I have no particular reason to think that either is an issue, but I'm trying to better understand how we can trust Lean proofs, especially automatically generated proofs, and what things lean4checker doesn't currently check.

David Renshaw (May 06 2025 at 12:36):

There may be other checks, but one that I know about is that all of the results tagged with the @[equational_result] attributed have their axioms checked via Lean.collectAxioms: https://github.com/teorth/equational_theories/blob/4fa4df863c4e79045d8f1d0234b01a5fc879f61f/equational_theories/EquationalResult.lean#L90-L95

Jason Rute (May 06 2025 at 12:42):

Yeah, that is pretty good.

Andrés Goens (May 06 2025 at 15:17):

Check that all 10,657 explicitly true implications in Lean and all 586,925 explicitly false implications in Lean are properly exported to lean4checker (so that you know lean4checker is actually checking their proof)?

Well, at this point we're not even checking explicitly that these are all the true implications, the computation of the transitive implications is currently part of the TCB (we discussed in #Equational > A final end-to-end theorem in Lean how to do that in a reasonable amount of time, but haven't done this).
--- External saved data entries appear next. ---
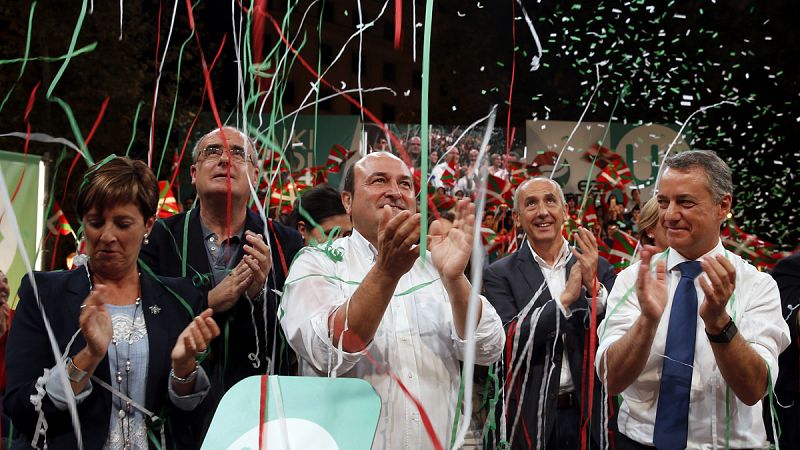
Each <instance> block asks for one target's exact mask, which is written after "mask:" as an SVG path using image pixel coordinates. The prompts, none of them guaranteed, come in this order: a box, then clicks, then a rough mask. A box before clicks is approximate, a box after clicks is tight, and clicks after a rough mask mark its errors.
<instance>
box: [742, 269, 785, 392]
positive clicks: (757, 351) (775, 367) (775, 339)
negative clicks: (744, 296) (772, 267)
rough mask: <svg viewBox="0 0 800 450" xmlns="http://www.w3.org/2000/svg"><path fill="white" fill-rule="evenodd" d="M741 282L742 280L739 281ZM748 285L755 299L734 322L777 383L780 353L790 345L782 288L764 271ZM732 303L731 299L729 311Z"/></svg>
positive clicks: (759, 273) (754, 276)
mask: <svg viewBox="0 0 800 450" xmlns="http://www.w3.org/2000/svg"><path fill="white" fill-rule="evenodd" d="M753 272H755V270H753ZM739 282H741V280H737V283H739ZM748 287H749V289H747V294H748V296H750V298H752V299H754V300H750V301H749V302H748V303H747V305H746V306H745V308H744V310H740V311H741V312H740V313H739V314H738V315H736V316H735V317H734V321H735V323H736V326H737V328H738V330H739V333H741V335H742V338H744V340H745V341H747V343H748V344H750V348H752V349H753V350H754V351H755V352H756V353H758V355H759V356H761V358H763V359H764V362H766V364H767V366H768V367H769V371H770V376H771V378H772V385H773V386H774V385H775V383H776V382H777V380H778V356H779V355H780V353H781V352H782V351H783V350H784V349H785V348H786V347H788V346H789V328H788V326H787V324H786V322H785V321H784V320H783V316H782V313H781V297H780V291H779V290H778V285H777V283H775V280H774V279H773V278H772V277H771V276H769V275H767V274H765V273H758V274H757V275H756V276H754V277H752V278H751V279H750V280H749V283H748ZM743 297H744V296H743ZM732 301H734V302H735V301H737V300H736V299H733V300H732ZM730 306H731V305H730V301H729V307H728V308H727V309H728V311H729V312H730V310H731V309H732V308H731V307H730ZM736 309H738V308H736ZM731 316H734V314H731ZM765 392H766V391H765Z"/></svg>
I'd say checking that would be a prerequisite to checking that they're also correctly exported to lean4checker (and arguably we would get that automatically if we do)
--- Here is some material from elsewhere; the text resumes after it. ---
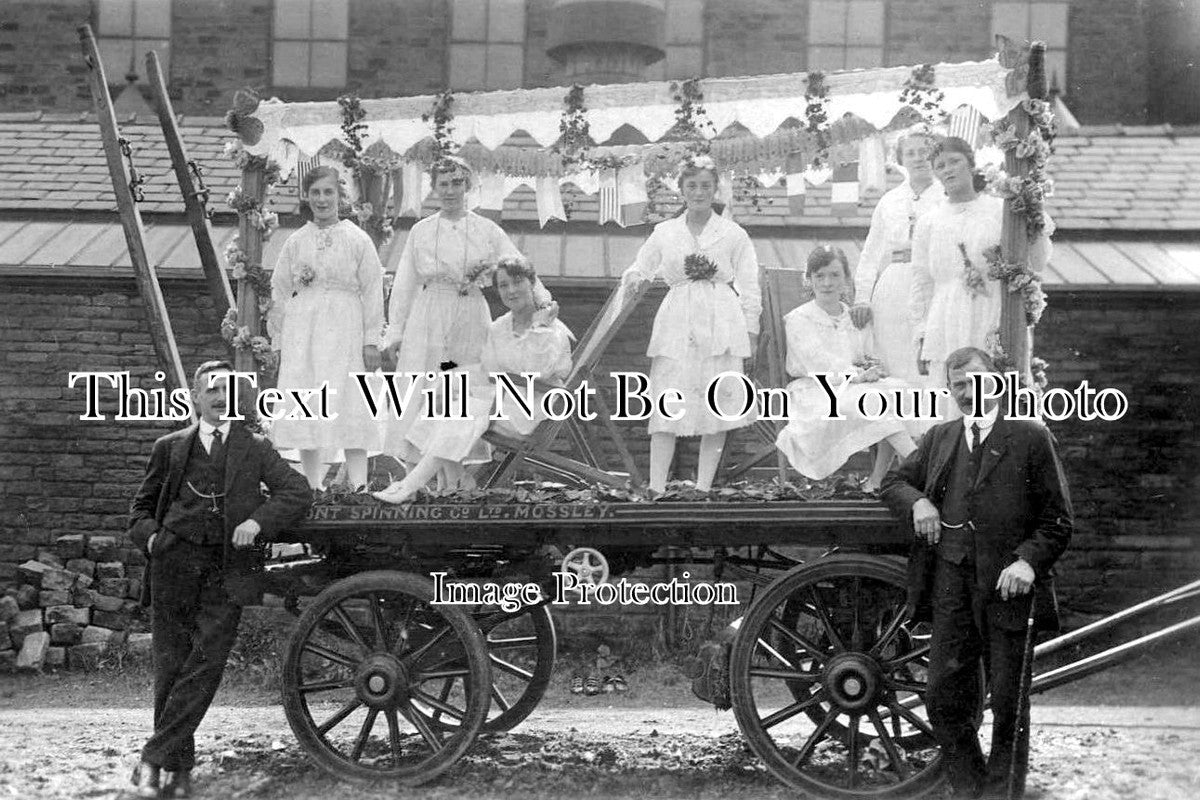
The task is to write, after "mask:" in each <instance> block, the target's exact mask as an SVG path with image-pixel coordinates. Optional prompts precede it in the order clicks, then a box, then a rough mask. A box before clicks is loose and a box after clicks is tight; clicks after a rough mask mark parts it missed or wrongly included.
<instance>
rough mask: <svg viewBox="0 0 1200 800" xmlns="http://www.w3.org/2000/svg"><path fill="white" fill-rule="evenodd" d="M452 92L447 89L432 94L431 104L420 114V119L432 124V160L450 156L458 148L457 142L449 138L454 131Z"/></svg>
mask: <svg viewBox="0 0 1200 800" xmlns="http://www.w3.org/2000/svg"><path fill="white" fill-rule="evenodd" d="M452 107H454V92H452V91H450V90H449V89H448V90H445V91H440V92H438V94H437V95H434V96H433V106H432V107H431V108H430V110H427V112H426V113H424V114H421V121H424V122H432V124H433V151H434V152H433V161H438V160H440V158H443V157H445V156H451V155H454V154H455V152H456V151H457V150H458V144H457V143H456V142H455V140H454V139H452V138H450V134H451V133H454V126H452V125H451V122H452V121H454V112H452V110H451V109H452Z"/></svg>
Shreyas Srinivas (May 06 2025 at 16:42):

Basically lean4checker does not accept native_decide

Shreyas Srinivas (May 06 2025 at 16:43):

In my draft I am going to make the case that trust is a funny thing. It comes in layers. I need to ask the deepseek people if I can mention their issue as well.

Shreyas Srinivas (May 06 2025 at 16:44):

Another example is the Veil paper.

Shreyas Srinivas (May 06 2025 at 16:44):

They trust SMT solvers as long as those return an answer

Shreyas Srinivas (May 06 2025 at 16:44):

It’s possible to turn on proof reconstruction and checking, but that’s the not the default

Shreyas Srinivas (May 06 2025 at 16:45):

The challenge is to make the case that despite all these issues, ITPs are a huge step up for large collaborations

Jason Rute (May 07 2025 at 02:38):

@Shreyas Srinivas Does the code use native_decide? Or are you saying if it did, then you would know because lean4checker would reject it?

Jason Rute (May 07 2025 at 02:39):

And I agree there are many layers to this.

Shreyas Srinivas (May 07 2025 at 07:58):

The latter. But now that I recall, the end to end theorem that was left unfinished used native_decide.

Last updated: Dec 20 2025 at 21:32 UTC